Mónica Macha es psicóloga y preside la Comisión de Mujeres y Diversidades de la Cámara de Diputados y en esta entrevista con el programa ¿Dónde están las feministas? explicó por qué sería un riesgo para toda la sociedad la baja en la edad de punibilidad de nuestras niñeces.
-El oficialismo impulsa con urgencia el proyecto para bajar la edad de punibilidad. ¿Cómo interpretás este apuro?
Es pura gestualidad política, una demagogia punitiva aprovechando el clima electoral y el impacto mediático de casos trágicos, como el asesinato de kim en La Plata.
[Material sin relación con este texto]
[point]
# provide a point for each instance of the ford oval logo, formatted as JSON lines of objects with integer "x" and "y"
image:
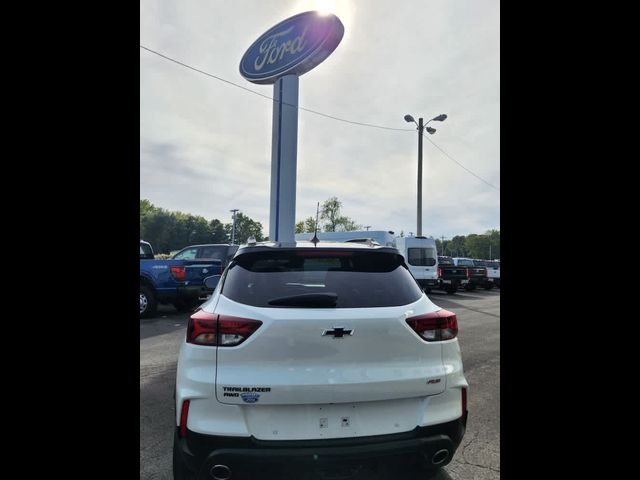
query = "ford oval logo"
{"x": 292, "y": 47}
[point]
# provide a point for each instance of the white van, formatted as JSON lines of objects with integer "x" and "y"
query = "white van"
{"x": 422, "y": 259}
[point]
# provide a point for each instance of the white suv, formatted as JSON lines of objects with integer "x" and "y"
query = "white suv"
{"x": 315, "y": 358}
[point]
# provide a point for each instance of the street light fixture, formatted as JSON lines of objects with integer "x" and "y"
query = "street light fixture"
{"x": 233, "y": 229}
{"x": 421, "y": 127}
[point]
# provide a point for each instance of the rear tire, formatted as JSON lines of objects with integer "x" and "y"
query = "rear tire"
{"x": 148, "y": 302}
{"x": 180, "y": 469}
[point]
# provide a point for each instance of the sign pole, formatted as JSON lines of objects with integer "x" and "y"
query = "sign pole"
{"x": 279, "y": 56}
{"x": 284, "y": 151}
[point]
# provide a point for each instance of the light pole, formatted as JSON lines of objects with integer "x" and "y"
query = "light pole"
{"x": 233, "y": 229}
{"x": 408, "y": 118}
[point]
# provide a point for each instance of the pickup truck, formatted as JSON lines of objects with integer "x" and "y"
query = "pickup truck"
{"x": 220, "y": 251}
{"x": 493, "y": 273}
{"x": 476, "y": 275}
{"x": 450, "y": 277}
{"x": 176, "y": 282}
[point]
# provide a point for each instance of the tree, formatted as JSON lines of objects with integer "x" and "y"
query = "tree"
{"x": 334, "y": 222}
{"x": 457, "y": 246}
{"x": 245, "y": 227}
{"x": 217, "y": 231}
{"x": 307, "y": 225}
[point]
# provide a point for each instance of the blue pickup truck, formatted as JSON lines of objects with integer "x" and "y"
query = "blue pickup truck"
{"x": 176, "y": 282}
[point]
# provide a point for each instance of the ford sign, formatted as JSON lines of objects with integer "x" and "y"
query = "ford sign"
{"x": 292, "y": 47}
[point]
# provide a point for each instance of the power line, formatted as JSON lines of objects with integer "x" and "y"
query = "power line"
{"x": 271, "y": 98}
{"x": 453, "y": 159}
{"x": 314, "y": 111}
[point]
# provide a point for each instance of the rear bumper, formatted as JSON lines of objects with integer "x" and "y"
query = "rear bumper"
{"x": 192, "y": 292}
{"x": 427, "y": 283}
{"x": 247, "y": 457}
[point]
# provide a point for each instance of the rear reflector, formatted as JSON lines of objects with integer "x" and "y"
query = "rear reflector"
{"x": 178, "y": 272}
{"x": 184, "y": 414}
{"x": 464, "y": 401}
{"x": 219, "y": 330}
{"x": 435, "y": 326}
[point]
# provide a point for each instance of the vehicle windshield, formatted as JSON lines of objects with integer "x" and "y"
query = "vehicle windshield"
{"x": 214, "y": 252}
{"x": 421, "y": 257}
{"x": 317, "y": 279}
{"x": 145, "y": 251}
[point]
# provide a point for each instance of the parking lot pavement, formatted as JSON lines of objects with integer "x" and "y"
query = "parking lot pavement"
{"x": 477, "y": 458}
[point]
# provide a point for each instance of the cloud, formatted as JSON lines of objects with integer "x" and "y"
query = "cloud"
{"x": 205, "y": 146}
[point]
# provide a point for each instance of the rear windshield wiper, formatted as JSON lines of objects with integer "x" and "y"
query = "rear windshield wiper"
{"x": 307, "y": 300}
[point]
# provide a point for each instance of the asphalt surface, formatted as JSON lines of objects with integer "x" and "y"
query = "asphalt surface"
{"x": 477, "y": 458}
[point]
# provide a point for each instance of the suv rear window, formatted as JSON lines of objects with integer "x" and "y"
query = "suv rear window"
{"x": 463, "y": 262}
{"x": 352, "y": 279}
{"x": 445, "y": 261}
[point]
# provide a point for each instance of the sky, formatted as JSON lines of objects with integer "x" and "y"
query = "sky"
{"x": 205, "y": 145}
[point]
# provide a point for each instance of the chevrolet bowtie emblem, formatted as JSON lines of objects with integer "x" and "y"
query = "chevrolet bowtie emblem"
{"x": 338, "y": 332}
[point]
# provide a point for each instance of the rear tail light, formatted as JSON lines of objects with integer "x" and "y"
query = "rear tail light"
{"x": 219, "y": 330}
{"x": 179, "y": 273}
{"x": 184, "y": 414}
{"x": 435, "y": 326}
{"x": 464, "y": 400}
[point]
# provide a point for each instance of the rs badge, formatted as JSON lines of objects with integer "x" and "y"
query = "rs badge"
{"x": 250, "y": 397}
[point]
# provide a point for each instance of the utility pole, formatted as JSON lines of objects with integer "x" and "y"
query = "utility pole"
{"x": 233, "y": 229}
{"x": 420, "y": 129}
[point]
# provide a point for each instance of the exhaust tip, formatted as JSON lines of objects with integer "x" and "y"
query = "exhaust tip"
{"x": 440, "y": 456}
{"x": 220, "y": 472}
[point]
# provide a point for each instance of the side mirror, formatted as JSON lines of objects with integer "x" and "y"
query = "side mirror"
{"x": 212, "y": 281}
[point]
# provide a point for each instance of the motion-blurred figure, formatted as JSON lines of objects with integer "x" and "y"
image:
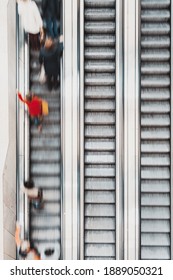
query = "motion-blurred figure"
{"x": 34, "y": 104}
{"x": 51, "y": 15}
{"x": 34, "y": 194}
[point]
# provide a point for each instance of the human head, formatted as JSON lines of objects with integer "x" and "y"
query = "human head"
{"x": 48, "y": 43}
{"x": 29, "y": 184}
{"x": 29, "y": 97}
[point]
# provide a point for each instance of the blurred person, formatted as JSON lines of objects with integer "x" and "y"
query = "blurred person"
{"x": 32, "y": 22}
{"x": 25, "y": 249}
{"x": 51, "y": 15}
{"x": 50, "y": 57}
{"x": 34, "y": 194}
{"x": 34, "y": 104}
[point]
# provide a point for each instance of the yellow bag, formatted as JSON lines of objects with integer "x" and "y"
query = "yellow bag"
{"x": 45, "y": 108}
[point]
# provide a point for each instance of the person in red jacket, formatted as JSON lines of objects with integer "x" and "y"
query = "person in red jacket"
{"x": 34, "y": 104}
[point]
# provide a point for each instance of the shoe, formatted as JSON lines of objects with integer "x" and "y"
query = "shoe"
{"x": 56, "y": 85}
{"x": 49, "y": 86}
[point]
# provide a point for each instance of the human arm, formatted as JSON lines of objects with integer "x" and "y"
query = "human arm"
{"x": 38, "y": 18}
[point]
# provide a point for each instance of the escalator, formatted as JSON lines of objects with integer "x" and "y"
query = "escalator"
{"x": 155, "y": 129}
{"x": 99, "y": 129}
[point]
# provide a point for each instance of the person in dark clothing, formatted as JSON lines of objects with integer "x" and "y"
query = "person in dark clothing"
{"x": 51, "y": 15}
{"x": 50, "y": 57}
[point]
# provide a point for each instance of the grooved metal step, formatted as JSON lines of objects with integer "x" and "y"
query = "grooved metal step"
{"x": 45, "y": 166}
{"x": 99, "y": 129}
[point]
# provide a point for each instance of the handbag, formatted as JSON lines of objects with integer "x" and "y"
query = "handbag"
{"x": 45, "y": 108}
{"x": 42, "y": 76}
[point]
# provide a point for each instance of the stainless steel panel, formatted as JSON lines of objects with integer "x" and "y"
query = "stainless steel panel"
{"x": 45, "y": 167}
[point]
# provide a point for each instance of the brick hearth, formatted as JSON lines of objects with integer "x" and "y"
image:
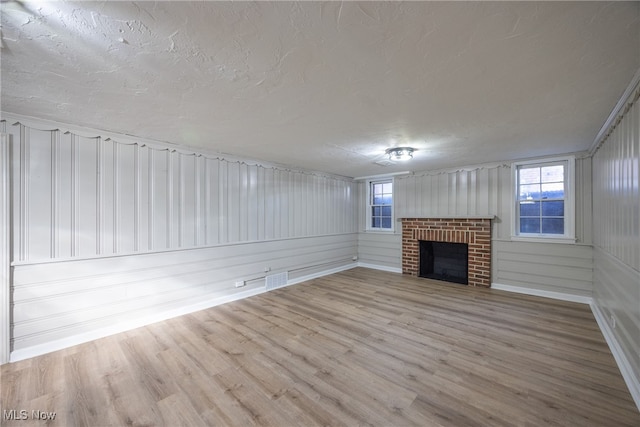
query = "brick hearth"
{"x": 475, "y": 232}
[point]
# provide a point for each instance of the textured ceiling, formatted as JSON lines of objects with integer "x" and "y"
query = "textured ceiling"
{"x": 327, "y": 86}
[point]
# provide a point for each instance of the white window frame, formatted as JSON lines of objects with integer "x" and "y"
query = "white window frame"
{"x": 569, "y": 200}
{"x": 369, "y": 205}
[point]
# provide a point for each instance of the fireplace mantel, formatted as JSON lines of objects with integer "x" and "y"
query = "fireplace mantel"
{"x": 474, "y": 231}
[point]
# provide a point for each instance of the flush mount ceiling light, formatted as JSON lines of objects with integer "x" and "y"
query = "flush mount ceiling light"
{"x": 400, "y": 153}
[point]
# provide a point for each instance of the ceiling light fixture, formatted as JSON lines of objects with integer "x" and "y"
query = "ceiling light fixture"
{"x": 400, "y": 153}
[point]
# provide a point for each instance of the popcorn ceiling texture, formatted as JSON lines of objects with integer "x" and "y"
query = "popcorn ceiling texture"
{"x": 304, "y": 83}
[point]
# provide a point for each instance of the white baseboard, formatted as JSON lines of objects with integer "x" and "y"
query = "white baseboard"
{"x": 380, "y": 267}
{"x": 48, "y": 347}
{"x": 540, "y": 293}
{"x": 55, "y": 345}
{"x": 321, "y": 274}
{"x": 621, "y": 360}
{"x": 623, "y": 363}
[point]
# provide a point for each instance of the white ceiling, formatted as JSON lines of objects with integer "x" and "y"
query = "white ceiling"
{"x": 327, "y": 86}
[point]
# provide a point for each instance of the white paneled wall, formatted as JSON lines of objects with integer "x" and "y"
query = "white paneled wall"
{"x": 110, "y": 230}
{"x": 485, "y": 190}
{"x": 616, "y": 205}
{"x": 79, "y": 196}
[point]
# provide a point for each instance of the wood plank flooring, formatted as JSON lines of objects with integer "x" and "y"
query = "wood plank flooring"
{"x": 361, "y": 347}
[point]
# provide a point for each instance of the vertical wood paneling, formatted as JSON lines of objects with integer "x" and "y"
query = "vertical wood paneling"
{"x": 616, "y": 236}
{"x": 5, "y": 248}
{"x": 40, "y": 205}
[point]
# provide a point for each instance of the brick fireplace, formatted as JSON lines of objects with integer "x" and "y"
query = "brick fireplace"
{"x": 475, "y": 232}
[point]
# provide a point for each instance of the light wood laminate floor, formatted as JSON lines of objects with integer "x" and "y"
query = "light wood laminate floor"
{"x": 361, "y": 347}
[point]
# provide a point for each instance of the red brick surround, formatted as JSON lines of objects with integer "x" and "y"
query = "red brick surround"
{"x": 475, "y": 232}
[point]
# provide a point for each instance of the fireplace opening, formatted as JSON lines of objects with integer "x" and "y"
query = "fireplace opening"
{"x": 444, "y": 261}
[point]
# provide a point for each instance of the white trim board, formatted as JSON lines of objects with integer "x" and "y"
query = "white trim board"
{"x": 540, "y": 293}
{"x": 380, "y": 267}
{"x": 621, "y": 360}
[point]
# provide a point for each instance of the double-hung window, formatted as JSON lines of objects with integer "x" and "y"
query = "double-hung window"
{"x": 380, "y": 205}
{"x": 544, "y": 199}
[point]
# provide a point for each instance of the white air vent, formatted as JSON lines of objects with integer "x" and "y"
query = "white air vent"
{"x": 274, "y": 281}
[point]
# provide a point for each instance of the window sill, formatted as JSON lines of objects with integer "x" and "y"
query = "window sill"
{"x": 545, "y": 239}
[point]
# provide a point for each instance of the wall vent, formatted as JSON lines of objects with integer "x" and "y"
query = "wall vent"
{"x": 274, "y": 281}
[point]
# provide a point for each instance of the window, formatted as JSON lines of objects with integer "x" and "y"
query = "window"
{"x": 380, "y": 205}
{"x": 544, "y": 199}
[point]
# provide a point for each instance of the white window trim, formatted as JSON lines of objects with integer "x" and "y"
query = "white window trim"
{"x": 368, "y": 227}
{"x": 570, "y": 203}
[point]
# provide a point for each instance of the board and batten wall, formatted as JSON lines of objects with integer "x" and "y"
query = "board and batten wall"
{"x": 616, "y": 239}
{"x": 486, "y": 190}
{"x": 109, "y": 232}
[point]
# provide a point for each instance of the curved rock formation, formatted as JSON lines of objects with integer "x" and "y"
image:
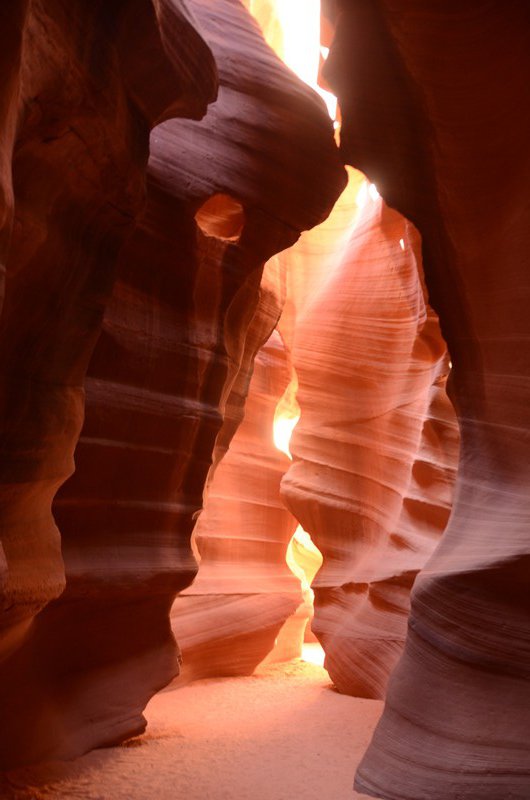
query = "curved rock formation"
{"x": 167, "y": 380}
{"x": 367, "y": 352}
{"x": 433, "y": 96}
{"x": 228, "y": 620}
{"x": 79, "y": 104}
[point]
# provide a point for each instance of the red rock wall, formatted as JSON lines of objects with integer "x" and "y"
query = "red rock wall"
{"x": 434, "y": 99}
{"x": 79, "y": 104}
{"x": 373, "y": 455}
{"x": 228, "y": 620}
{"x": 184, "y": 318}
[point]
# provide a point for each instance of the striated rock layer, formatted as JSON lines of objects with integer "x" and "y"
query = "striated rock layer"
{"x": 167, "y": 380}
{"x": 433, "y": 96}
{"x": 376, "y": 443}
{"x": 228, "y": 620}
{"x": 79, "y": 104}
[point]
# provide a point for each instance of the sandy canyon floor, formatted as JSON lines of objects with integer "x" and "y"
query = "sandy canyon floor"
{"x": 280, "y": 734}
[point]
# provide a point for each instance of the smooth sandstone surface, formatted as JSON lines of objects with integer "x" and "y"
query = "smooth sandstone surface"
{"x": 444, "y": 138}
{"x": 178, "y": 308}
{"x": 375, "y": 448}
{"x": 80, "y": 104}
{"x": 227, "y": 621}
{"x": 274, "y": 735}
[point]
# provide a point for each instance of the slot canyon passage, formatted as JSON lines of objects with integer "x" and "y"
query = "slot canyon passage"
{"x": 265, "y": 399}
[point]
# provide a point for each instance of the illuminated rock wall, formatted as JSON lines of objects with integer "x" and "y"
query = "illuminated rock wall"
{"x": 375, "y": 448}
{"x": 433, "y": 96}
{"x": 183, "y": 317}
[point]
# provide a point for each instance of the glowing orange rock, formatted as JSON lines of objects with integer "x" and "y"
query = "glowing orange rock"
{"x": 375, "y": 447}
{"x": 168, "y": 377}
{"x": 445, "y": 138}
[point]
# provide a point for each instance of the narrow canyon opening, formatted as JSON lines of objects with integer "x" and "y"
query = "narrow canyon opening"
{"x": 245, "y": 248}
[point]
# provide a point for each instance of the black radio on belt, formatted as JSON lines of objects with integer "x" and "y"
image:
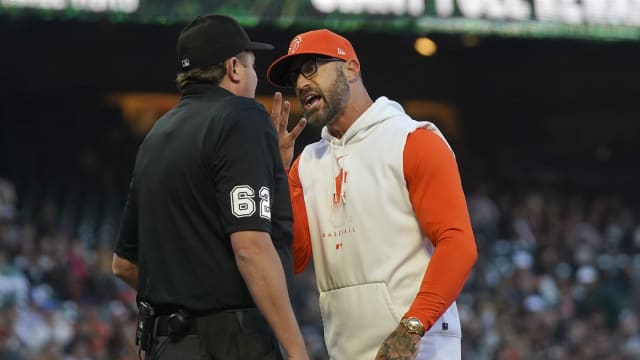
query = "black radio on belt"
{"x": 178, "y": 324}
{"x": 144, "y": 330}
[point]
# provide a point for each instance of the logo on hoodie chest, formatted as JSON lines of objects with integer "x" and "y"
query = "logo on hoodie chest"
{"x": 339, "y": 195}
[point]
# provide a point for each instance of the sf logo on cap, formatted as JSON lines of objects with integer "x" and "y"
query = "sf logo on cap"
{"x": 295, "y": 44}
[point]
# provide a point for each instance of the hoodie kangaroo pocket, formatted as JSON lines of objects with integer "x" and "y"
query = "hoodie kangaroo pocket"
{"x": 357, "y": 319}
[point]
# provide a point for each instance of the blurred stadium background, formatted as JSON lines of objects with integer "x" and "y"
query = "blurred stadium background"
{"x": 538, "y": 98}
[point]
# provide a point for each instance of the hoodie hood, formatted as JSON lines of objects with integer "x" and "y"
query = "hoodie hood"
{"x": 381, "y": 110}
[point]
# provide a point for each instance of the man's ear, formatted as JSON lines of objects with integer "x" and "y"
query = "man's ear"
{"x": 352, "y": 70}
{"x": 232, "y": 69}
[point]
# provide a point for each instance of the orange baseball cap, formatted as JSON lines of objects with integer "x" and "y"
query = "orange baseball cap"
{"x": 317, "y": 42}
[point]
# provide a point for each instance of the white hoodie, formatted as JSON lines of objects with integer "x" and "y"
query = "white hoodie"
{"x": 369, "y": 253}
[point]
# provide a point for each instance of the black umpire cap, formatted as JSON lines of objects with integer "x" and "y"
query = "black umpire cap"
{"x": 211, "y": 39}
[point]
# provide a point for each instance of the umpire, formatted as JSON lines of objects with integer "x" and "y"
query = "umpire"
{"x": 206, "y": 228}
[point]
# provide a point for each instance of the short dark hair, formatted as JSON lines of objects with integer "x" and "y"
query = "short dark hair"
{"x": 210, "y": 75}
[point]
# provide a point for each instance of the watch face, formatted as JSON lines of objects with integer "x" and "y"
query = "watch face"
{"x": 413, "y": 326}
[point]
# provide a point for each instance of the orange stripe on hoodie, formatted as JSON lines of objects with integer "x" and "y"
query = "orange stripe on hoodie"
{"x": 436, "y": 194}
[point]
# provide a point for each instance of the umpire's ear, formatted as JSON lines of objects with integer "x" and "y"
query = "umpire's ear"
{"x": 232, "y": 69}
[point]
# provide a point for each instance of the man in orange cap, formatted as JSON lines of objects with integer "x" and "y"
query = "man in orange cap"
{"x": 378, "y": 203}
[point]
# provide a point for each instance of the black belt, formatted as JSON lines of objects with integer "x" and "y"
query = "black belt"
{"x": 162, "y": 323}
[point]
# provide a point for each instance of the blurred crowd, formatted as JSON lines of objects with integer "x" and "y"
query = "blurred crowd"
{"x": 558, "y": 277}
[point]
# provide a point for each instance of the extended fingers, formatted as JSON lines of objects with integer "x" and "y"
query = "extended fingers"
{"x": 276, "y": 109}
{"x": 298, "y": 129}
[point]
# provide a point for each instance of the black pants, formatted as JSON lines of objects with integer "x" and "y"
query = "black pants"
{"x": 238, "y": 334}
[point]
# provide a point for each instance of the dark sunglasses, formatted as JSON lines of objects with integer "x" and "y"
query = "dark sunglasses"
{"x": 308, "y": 69}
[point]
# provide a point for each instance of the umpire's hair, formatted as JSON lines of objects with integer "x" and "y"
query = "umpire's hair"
{"x": 210, "y": 75}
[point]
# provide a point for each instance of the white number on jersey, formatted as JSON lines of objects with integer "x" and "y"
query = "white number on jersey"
{"x": 243, "y": 205}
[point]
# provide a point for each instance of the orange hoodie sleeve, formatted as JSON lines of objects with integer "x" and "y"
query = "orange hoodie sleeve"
{"x": 436, "y": 194}
{"x": 301, "y": 237}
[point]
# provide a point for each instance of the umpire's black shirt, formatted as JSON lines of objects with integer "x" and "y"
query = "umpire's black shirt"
{"x": 208, "y": 168}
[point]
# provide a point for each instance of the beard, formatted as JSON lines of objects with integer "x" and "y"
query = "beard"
{"x": 334, "y": 102}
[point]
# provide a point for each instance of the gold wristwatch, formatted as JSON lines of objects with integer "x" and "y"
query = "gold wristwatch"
{"x": 413, "y": 325}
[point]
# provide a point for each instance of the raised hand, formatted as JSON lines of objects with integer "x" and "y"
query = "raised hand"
{"x": 286, "y": 139}
{"x": 400, "y": 345}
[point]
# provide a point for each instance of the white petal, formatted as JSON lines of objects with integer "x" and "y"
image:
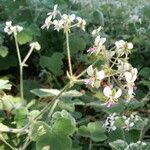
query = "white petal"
{"x": 97, "y": 40}
{"x": 100, "y": 75}
{"x": 134, "y": 74}
{"x": 99, "y": 28}
{"x": 64, "y": 16}
{"x": 103, "y": 40}
{"x": 128, "y": 76}
{"x": 90, "y": 70}
{"x": 118, "y": 94}
{"x": 55, "y": 7}
{"x": 72, "y": 17}
{"x": 79, "y": 19}
{"x": 9, "y": 23}
{"x": 130, "y": 45}
{"x": 107, "y": 91}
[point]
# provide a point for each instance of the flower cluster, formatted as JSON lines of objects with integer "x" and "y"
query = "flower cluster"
{"x": 10, "y": 29}
{"x": 110, "y": 122}
{"x": 94, "y": 75}
{"x": 98, "y": 43}
{"x": 126, "y": 122}
{"x": 112, "y": 95}
{"x": 35, "y": 45}
{"x": 130, "y": 121}
{"x": 117, "y": 70}
{"x": 137, "y": 145}
{"x": 65, "y": 22}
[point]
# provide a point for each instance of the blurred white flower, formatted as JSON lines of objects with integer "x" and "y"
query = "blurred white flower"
{"x": 94, "y": 75}
{"x": 35, "y": 45}
{"x": 96, "y": 31}
{"x": 9, "y": 29}
{"x": 123, "y": 66}
{"x": 55, "y": 12}
{"x": 112, "y": 95}
{"x": 68, "y": 19}
{"x": 81, "y": 23}
{"x": 48, "y": 22}
{"x": 58, "y": 24}
{"x": 130, "y": 78}
{"x": 122, "y": 47}
{"x": 110, "y": 122}
{"x": 135, "y": 18}
{"x": 99, "y": 41}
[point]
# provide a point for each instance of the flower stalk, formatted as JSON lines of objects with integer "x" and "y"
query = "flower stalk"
{"x": 68, "y": 54}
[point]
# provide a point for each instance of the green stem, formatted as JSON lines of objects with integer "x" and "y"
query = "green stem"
{"x": 84, "y": 71}
{"x": 68, "y": 54}
{"x": 2, "y": 138}
{"x": 21, "y": 82}
{"x": 20, "y": 66}
{"x": 57, "y": 100}
{"x": 27, "y": 56}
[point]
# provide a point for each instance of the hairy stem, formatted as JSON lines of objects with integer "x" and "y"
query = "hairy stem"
{"x": 27, "y": 56}
{"x": 68, "y": 54}
{"x": 20, "y": 66}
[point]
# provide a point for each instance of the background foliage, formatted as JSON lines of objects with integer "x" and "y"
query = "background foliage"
{"x": 127, "y": 20}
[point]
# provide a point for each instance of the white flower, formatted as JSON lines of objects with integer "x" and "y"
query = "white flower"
{"x": 48, "y": 22}
{"x": 99, "y": 41}
{"x": 111, "y": 93}
{"x": 94, "y": 75}
{"x": 130, "y": 78}
{"x": 123, "y": 66}
{"x": 58, "y": 24}
{"x": 98, "y": 74}
{"x": 9, "y": 29}
{"x": 122, "y": 46}
{"x": 35, "y": 45}
{"x": 96, "y": 31}
{"x": 55, "y": 12}
{"x": 81, "y": 23}
{"x": 128, "y": 123}
{"x": 68, "y": 19}
{"x": 110, "y": 122}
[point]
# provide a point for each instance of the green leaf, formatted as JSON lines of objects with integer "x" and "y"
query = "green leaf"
{"x": 55, "y": 137}
{"x": 76, "y": 44}
{"x": 84, "y": 131}
{"x": 97, "y": 131}
{"x": 24, "y": 37}
{"x": 39, "y": 129}
{"x": 3, "y": 51}
{"x": 29, "y": 85}
{"x": 118, "y": 145}
{"x": 98, "y": 18}
{"x": 145, "y": 72}
{"x": 63, "y": 126}
{"x": 54, "y": 92}
{"x": 94, "y": 130}
{"x": 53, "y": 63}
{"x": 146, "y": 83}
{"x": 4, "y": 85}
{"x": 21, "y": 116}
{"x": 5, "y": 62}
Pero en las audiencias previas en Diputados, el 90% de los expertos —jueces, médicos, psicólogos— rechazaron la medida. Sin embargo, avanzaron igual, aunque matizando el proyecto original del Ejecutivo, que era aún más aberrante: ¡pretendía encarcelar a niños de 13 años!
-¿Qué está mal en este enfoque ?
Es que cuando un pibe de 14 o 15 años comete un delito es un fracaso colectivo. El chico claramente tuvo una familia ausente o quebrada, le fallaron la familia, la escuela, el centro de salud, y sobre todo el Estado. Este gobierno, en particular, desmanteló las pocas redes públicas que quedaban para contenerlos. Milei arrasó con las políticas sociales y dejó a los pibes sin espacios de cuidado, empujándolos a la marginalidad y a merced de la violencia.
-¿Y el planteo de que es necesario un castigo ejemplar para frenar la inseguridad?
¿Encerrarlos en cárceles que son fábricas de exclusión los va a rehabilitar? El sistema penitenciario no reinserta: destruye. Y encima, el proyecto ni siquiera explica cómo lo implementará o con qué recursos. Es hipocresía pura: no hay planes para abordar el consumo problemático de sustancias —presente en la mayoría de estos casos— ni para romper el ciclo de familias enteras criminalizadas por generaciones.
-¿Qué alternativa hay?
Políticas de prevención reales: escuelas abiertas, acceso a salud mental, oportunidades laborales. Y debates serios, como los que tuvimos con la ley del aborto. Hasta la Conferencia Episcopal se pronunció en contra de esta medida. El feminismo nos enseñó que sin sistema de cuidados, sin comunidad sosteniendo a les pibes, solo queda la crueldad del punitivismo. ¿De verdad queremos que la adolescencia, la etapa de descubrir el mundo, sea el pasaporte a la cárcel?